Erros dan Devian mengikuti Andreas menuju ruang makan.
"Chellyn," panggil Andreas. Chellyn yang merasa terpanggil berbalik dan mendapati Andreas yang datang bersama dengan dua orang, yang salah satunya ia kenali sebagai Erros dan disebelahhnya adalah Devian, pemuda yang kemarin dibicarakan Andreas dan sempat ia lihat dari foto yang ditunjukkan sang kakak.
"Hai, kak Erros," sapa Chellyn. "Ingin kubuatkan sarapan?" Chellyn berdiri dari bangkunya menuju dapur yang bersebelahan dengan ruang makan.
"Tolong buatkan roti lapis selai kacang." Chellynpun mengangguk alih alih menjawab. "Oh, aku lupa. Perkenalkan, Chellyn..." Chellyn kembali menengok pada Erros yang tengah menunjuk Devian. "...Dia Devian, adikku."
Chellyn mengalihkan pandangannya dari Erros menuju Devian. "Aku Chellyn," katanya dengan menyunggingkan senyum manisnya. "Salam kenal."
"Chellyn, sepertinya kakak akan pergi sekarang," mendengar itu Chellyn menghentikan polesan selainya. "Aku titip adkikku, Devian." ucap Andreas sebelum menutup pintu.
"Tapi, bagaimana dengan sarapanmu, kak..." Chellyn terlambat. Mereka telah terlebih dahulu keluar dari rumah. "Erros...?"
Chellyn mentatap roti selai coklat di atas piring yang tengah ia pegang, kemudian matanya tanpa sadar menemukan keberadaan Devian. "Ehm..." Chellyn ragu apakah ia harus memulai pembicaraan atau tidak. "Sarapan?"
Chellynpun menyodorkan piring berisikan roti Selai coklat pada Devian. Ia tak tahu apa Devian akan menerimanya atau tidak, paling tidak ia suda menawarinya. Masalah suka atau tidak, Chellyn bisa membuatkan yang lain nantinya.
Devian tidak segera mengambil piring itu, ia terlebih dahulu menatap Chellyn kemudian beralih pada piring yang dibawanya.
"Terimakasih..." dengan senyum yang menghiasi wajah tampannya. "Apa yang akan kau lakukan setelah ini?" tanya Devian sebelum menggigit rotinya.
Syukurlah ia menerimanya, batin Chellyn.
"Setelah ini, ya?" Chellyn kembali duduk ke bangkunya, bersebelahan dengan Devian dan melanjutkan sarapan. "Entahlah. Biasanya aku akan melanjutkan tidur."

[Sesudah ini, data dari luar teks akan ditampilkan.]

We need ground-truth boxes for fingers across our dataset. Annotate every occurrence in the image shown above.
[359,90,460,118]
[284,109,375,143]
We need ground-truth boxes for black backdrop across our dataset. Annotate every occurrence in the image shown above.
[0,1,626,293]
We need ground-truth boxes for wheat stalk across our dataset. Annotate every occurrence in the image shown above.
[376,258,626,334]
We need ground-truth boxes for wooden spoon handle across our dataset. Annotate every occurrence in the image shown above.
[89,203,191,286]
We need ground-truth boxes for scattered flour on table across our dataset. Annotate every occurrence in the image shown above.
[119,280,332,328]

"Begitu," kata Devian setelah menelan rotinya.
Berarti, batin devian. Penjagaan ini akan lebih mudah.
"Mengapa tidak keluar?" Devian kembali menggigit roti setelahnya.
"Keluar?" Chellyn menghentikan gerakannya yang akan menggigit roti. "Aku tidak terlalu senang keluar rumah. Mungkin aku hanya keluar saat akan akan membeli buku."

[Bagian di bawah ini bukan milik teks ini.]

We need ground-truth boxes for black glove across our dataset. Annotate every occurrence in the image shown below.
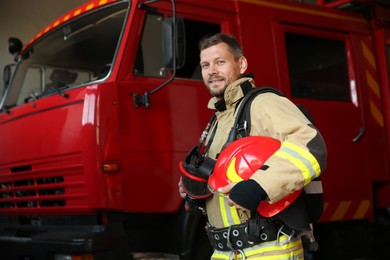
[229,179,268,211]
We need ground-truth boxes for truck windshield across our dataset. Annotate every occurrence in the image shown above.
[0,2,129,109]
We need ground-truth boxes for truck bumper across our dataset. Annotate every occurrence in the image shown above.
[0,224,132,260]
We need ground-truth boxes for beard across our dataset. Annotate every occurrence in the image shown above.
[206,77,227,98]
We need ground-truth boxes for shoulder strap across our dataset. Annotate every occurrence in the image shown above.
[222,87,283,149]
[235,87,284,137]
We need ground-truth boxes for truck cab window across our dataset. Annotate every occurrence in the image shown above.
[285,33,351,101]
[0,2,128,107]
[134,13,221,80]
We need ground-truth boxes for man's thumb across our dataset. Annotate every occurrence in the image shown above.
[218,182,237,194]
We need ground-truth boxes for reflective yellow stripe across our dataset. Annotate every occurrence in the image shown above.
[275,142,321,185]
[226,157,243,182]
[212,236,303,260]
[219,196,241,227]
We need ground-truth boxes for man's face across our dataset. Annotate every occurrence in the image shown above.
[200,43,246,98]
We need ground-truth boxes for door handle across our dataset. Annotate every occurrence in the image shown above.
[352,127,366,143]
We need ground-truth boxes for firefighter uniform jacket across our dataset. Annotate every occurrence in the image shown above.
[206,77,326,259]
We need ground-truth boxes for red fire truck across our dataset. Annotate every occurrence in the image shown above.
[0,0,390,260]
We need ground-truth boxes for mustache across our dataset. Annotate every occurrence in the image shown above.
[207,76,225,82]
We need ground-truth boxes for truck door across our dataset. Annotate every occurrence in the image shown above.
[280,25,384,221]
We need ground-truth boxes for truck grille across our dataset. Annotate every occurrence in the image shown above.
[0,176,66,208]
[0,155,88,213]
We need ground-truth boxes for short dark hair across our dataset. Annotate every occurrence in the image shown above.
[199,33,244,59]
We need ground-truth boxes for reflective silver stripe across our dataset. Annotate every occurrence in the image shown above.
[303,180,323,194]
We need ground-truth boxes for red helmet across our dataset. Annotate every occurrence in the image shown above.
[208,136,301,217]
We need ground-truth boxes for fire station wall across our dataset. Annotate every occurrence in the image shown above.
[0,0,87,98]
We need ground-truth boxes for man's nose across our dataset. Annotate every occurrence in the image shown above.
[209,64,218,75]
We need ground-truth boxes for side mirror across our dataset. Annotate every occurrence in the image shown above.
[162,17,186,69]
[3,64,15,95]
[8,37,23,55]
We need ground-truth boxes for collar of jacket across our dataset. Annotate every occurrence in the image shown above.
[207,77,254,111]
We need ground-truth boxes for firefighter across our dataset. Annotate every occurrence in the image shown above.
[179,33,326,259]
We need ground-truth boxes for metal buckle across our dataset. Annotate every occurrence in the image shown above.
[229,249,246,260]
[276,225,295,246]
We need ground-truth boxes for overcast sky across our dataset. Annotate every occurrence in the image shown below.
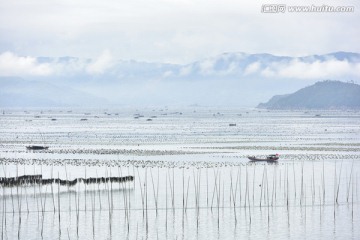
[0,0,360,63]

"Buku?" Devian menatap Chellyn. "kurasa kita punya hobi yang sama."
"Benarkah?" kata Chellyn dari dapur yang terdengar begitu girang. "Kalau begitu kita harus lebih serang berbincang tentang banyak buku,"
"Oh, ya..." Chellyn mencuci piring piring yang telah selesai digunakan. "Kamarmu berada di lantai dua. pintu bercat hitam."

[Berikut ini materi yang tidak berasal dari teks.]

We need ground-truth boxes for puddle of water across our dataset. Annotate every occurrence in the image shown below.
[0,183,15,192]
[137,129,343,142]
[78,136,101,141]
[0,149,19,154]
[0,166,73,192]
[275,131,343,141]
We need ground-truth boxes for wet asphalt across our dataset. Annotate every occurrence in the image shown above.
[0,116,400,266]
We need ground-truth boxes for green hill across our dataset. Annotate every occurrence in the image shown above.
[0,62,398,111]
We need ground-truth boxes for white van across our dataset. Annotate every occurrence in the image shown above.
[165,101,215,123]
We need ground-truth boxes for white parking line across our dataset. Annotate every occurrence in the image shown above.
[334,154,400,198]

Devian mengangguk lalu menuju kamar yang diberitahukan Chellyn tanpa melupakan backpackernya.
Satu persatu anak tangga Dvian jejaki hingga Tepat berada di lantai dua, ia dapat melihat semua hal dengan jelas. Dari sana terlihat dengan jelas Chellyn yang begitu rapuh.
Tidak terlalu buruk, batin Devian menilai Chellyn. Aku kira dia gadis yang senang menghambur hamburkan harta.
Devian memberikan nilai delapan puluh di pertemuan pertamanya dengan Chellyn. Namun, itupun dapat berkurang atau bertambah seiring dengan kelakuan Chellyn.
Devian menatap punggung rapuh Chellyn dari tempatnya berdiri saat ini. Ia sedikit ragu dengan cerita Andreas waktu itu, apakah benar gadis seriang itu memiliki kisah hidup yang tragis?
Jika memang benar kisah hidup Chellyn benar benar setragis itu, mengapa itu semua tidak terpancar dari auranya? haruskah Devian memberi nilai sembilan puluh karna itu?.